With that said, do we want to solve this problem on HDD? Because it is extremely difficult to predict weights.
do we want to solve this problem on HDD?
I think we have to try. Many Gluster use cases are about cost, capacity, or aggregate throughput than latency, so they'll still align more with disk than flash. At the same time, at the scale necessary to achieve those kinds of capacity/throughput goals, sharing resources between users becomes pretty important. Nobody wants to have two million-dollar clusters each idle half the time, which a single cluster with the right software could substitute for both. I can assure you that we need to have this within Facebook, and I don't think we're anywhere near alone.
If fsyncs are taking four or five minutes, I would contend that either we or the local filesystem are not doing a very good job of resolving the impedance mismatch between client demand and back-end speed. This is essentially the same problem in storage as bufferbloat in networking. It's an interesting problem in its own right, but since it can affect even a single client/user/tenant perhaps it's orthogonal to the issue of ensuring fairness among many. Perhaps it should be a separate issue?
Is it a reasonable approach to QoS (for volumes but not tenants) by using cgroups(blkio) to limit iops of glusterfsd process? Dose a brick server have just one process (glusterfsd) to read/write disk?
Thank you for your contributions. Noticed that this issue is not having any activity in last ~6 months! We are marking this issue as stale because it has not had recent activity. It will be closed in 2 weeks if no one responds with a comment here.
Closing this issue as there was no update since my last update on issue. If this is an issue which is still valid, feel free to open it.
In any case where a brick daemon is serving requests from multiple tenants, whether it's traditional users with separate top-level directories in a single volume or hyperconverged workloads with brick multiplexing, the "noisy neighbor" problem needs to be addressed. Some efforts have already been made in this area.
https://review.gluster.org/#/c/14904/ avoids the worst kinds of starvation at a connection level.
Facebook has implemented various patches to throttle "misbehaving" hosts based on observed IOPS rates and manually configured limits, by dropping their request priority in io-threads.
Others have implemented partial solutions for DHT rebalance, bitrot, etc.
An ideal solution would recognize tenants across connections and access protocols, based on a flexible combination of UID (for internal operations such as self-heal and rebalance), brick, top-level directory, or explicit tag. It would also allow for assigning different weights and corresponding shares of total I/O for different tenants, instead of equal sharing. Lastly, approaches based on absolute IOPS numbers are undesirable, as a brick's IOPS rate tends to vary according to workload even when hardware remains constant.
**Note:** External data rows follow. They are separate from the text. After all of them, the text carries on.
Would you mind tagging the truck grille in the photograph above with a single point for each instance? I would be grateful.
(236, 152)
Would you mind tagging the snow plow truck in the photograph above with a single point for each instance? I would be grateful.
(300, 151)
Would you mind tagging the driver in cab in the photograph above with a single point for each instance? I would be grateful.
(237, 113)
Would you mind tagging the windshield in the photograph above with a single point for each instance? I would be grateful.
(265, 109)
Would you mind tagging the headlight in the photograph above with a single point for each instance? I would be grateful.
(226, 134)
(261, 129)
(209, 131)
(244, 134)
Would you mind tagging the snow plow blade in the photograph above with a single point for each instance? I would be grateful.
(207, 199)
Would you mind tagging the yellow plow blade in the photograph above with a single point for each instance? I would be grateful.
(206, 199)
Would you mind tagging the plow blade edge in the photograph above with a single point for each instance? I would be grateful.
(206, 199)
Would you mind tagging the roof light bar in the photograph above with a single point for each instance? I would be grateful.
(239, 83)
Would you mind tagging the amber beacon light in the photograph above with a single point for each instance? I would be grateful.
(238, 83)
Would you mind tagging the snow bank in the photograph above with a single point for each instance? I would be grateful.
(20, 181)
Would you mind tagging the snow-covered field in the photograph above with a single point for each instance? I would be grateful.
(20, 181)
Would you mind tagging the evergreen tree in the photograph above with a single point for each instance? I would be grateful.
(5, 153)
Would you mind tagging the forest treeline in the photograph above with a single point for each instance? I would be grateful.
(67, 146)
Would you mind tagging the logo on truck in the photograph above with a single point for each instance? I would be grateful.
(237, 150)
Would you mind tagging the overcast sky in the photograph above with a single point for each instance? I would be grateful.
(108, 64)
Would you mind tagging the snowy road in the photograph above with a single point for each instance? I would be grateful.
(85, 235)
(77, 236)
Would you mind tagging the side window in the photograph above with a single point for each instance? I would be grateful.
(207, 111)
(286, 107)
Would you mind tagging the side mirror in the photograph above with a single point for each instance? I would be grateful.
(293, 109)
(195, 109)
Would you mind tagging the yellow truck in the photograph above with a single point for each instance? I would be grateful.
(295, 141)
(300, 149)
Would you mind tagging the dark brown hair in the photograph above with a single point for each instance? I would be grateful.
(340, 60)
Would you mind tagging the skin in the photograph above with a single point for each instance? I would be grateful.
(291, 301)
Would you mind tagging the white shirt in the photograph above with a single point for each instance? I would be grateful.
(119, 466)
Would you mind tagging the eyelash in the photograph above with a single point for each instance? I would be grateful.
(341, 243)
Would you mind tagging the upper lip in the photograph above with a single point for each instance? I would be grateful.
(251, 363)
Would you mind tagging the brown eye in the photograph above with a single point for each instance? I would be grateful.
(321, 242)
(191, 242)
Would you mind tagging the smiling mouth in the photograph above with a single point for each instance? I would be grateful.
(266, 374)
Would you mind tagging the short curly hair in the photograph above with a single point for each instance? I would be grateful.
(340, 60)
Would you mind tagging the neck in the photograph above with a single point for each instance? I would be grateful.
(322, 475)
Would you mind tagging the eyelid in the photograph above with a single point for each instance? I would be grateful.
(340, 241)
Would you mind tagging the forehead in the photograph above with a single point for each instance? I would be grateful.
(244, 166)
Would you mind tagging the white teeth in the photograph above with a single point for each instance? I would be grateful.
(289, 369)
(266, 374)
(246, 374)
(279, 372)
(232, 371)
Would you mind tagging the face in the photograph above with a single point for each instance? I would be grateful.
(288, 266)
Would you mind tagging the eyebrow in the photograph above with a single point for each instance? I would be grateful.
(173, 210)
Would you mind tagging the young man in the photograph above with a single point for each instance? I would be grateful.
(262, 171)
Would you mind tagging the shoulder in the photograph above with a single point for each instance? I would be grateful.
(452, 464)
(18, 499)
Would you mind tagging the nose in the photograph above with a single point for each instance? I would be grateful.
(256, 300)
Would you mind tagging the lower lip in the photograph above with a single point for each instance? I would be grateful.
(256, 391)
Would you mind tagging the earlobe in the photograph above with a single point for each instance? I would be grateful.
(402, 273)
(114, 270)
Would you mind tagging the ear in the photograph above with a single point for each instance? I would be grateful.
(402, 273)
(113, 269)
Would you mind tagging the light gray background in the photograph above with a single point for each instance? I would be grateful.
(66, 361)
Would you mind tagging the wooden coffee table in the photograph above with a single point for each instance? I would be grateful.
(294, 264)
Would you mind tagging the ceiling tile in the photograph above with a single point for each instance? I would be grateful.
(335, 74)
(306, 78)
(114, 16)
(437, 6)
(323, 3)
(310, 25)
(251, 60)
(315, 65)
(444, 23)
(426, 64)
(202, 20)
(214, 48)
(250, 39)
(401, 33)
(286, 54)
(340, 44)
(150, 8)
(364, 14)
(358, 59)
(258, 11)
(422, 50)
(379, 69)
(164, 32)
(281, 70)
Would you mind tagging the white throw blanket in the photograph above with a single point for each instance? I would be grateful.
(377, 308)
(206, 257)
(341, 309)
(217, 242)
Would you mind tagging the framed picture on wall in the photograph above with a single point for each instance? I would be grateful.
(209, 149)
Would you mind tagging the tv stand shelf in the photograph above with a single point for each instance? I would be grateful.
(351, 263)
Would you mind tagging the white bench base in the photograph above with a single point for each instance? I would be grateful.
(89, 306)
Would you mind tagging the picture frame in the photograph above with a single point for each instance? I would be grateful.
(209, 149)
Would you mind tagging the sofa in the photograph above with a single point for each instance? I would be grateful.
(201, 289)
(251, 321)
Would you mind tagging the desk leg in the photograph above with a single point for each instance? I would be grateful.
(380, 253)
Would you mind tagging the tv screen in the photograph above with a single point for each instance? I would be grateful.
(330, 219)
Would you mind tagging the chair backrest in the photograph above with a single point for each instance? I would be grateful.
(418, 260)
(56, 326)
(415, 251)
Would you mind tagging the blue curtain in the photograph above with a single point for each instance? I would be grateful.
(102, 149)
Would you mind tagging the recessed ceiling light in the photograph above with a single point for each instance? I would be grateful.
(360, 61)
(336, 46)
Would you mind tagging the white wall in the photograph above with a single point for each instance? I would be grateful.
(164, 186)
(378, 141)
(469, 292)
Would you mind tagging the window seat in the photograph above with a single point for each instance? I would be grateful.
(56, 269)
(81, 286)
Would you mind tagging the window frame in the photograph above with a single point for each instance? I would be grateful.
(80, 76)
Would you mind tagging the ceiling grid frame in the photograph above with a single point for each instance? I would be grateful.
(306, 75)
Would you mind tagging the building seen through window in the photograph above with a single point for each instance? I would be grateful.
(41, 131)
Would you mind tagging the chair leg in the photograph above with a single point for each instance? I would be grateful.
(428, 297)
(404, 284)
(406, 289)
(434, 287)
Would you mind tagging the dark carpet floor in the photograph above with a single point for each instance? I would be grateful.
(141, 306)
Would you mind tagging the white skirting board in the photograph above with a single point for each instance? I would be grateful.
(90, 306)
This often leads to under-utilization (if limits are set too low) or loss of throttling effectiveness (if limits are set too high).
To this end, work is already ongoing at Facebook to implement a tenant/namespace tagging translator (this is almost done) and mechanisms within io-threads to use these tags for throttling. The current approach is functionally equivalent to Weighted Fair Queuing, though the algorithm used to implement it is quite different.